Eur J Pharmacol. 1995 Jan 16;272(2-3):177-83. doi: 10.1016/0014-2999(94)00645-n.
We tried to antagonize the endocrine and behavioural changes induced by the selective 5-HT1A receptor agonist, flesinoxan, with the putative 5-HT1A receptor antagonist, (S)-UH301 ((S)-5-fluoro-8-hydroxy-2-(di-n-propylamino)tetralin). The interaction of (S)-UH301 (3 and 10 mg/kg s.c.) with flesinoxan (3 mg/kg s.c.) showed no antagonistic effects of (S)-UH301 on flesinoxan-induced corticosterone secretion. In fact, like flesinoxan (1 and 3 mg/kg s.c.), (S)-UH301 (3 and 10 mg/kg s.c.) itself dose dependently increased plasma corticosterone levels. Unlike flesinoxan, (S)-UH301 did not induce hyperglycemia, lower lip retraction and flat body posture. Moreover, flesinoxan-induced hyperglycemia and behavioural changes were effectively antagonized by (S)-UH301, showing potent 5-HT1A receptor antagonistic effects of (S)-UH301. Therefore we conclude that (S)-UH301 is a potent 5-HT1A receptor antagonist and that the (S)-UH301-induced corticosterone secretion is mediated by a non-5-HT1A receptor mechanism.

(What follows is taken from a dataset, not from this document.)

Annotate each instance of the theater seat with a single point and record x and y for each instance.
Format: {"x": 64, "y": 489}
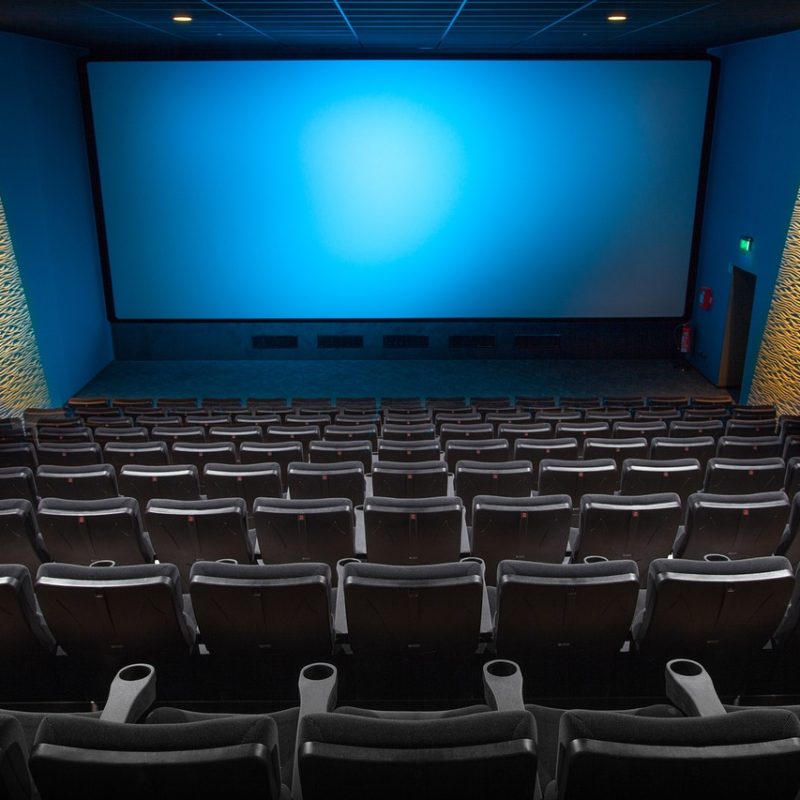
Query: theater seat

我们试图用假定的5-HT1A受体拮抗剂(S)-UH301((S)-5-氟-8-羟基-2-(二正丙基氨基)四氢萘)来对抗选择性5-HT1A受体激动剂氟西汀诱导的内分泌和行为变化。(S)-UH301(3和10毫克/千克,皮下注射)与氟西汀(3毫克/千克,皮下注射)的相互作用表明,(S)-UH301对氟西汀诱导的皮质酮分泌没有拮抗作用。事实上,与氟西汀(1和3毫克/千克,皮下注射)一样,(S)-UH301(3和10毫克/千克,皮下注射)本身也剂量依赖性地增加血浆皮质酮水平。与氟西汀不同,(S)-UH301不会诱导高血糖、下唇回缩和平躺姿势。此外,(S)-UH301有效对抗了氟西汀诱导的高血糖和行为变化,显示出(S)-UH301具有强大的5-HT1A受体拮抗作用。因此,我们得出结论,(S)-UH301是一种有效的5-HT1A受体拮抗剂,并且(S)-UH301诱导的皮质酮分泌是由非5-HT1A受体机制介导的。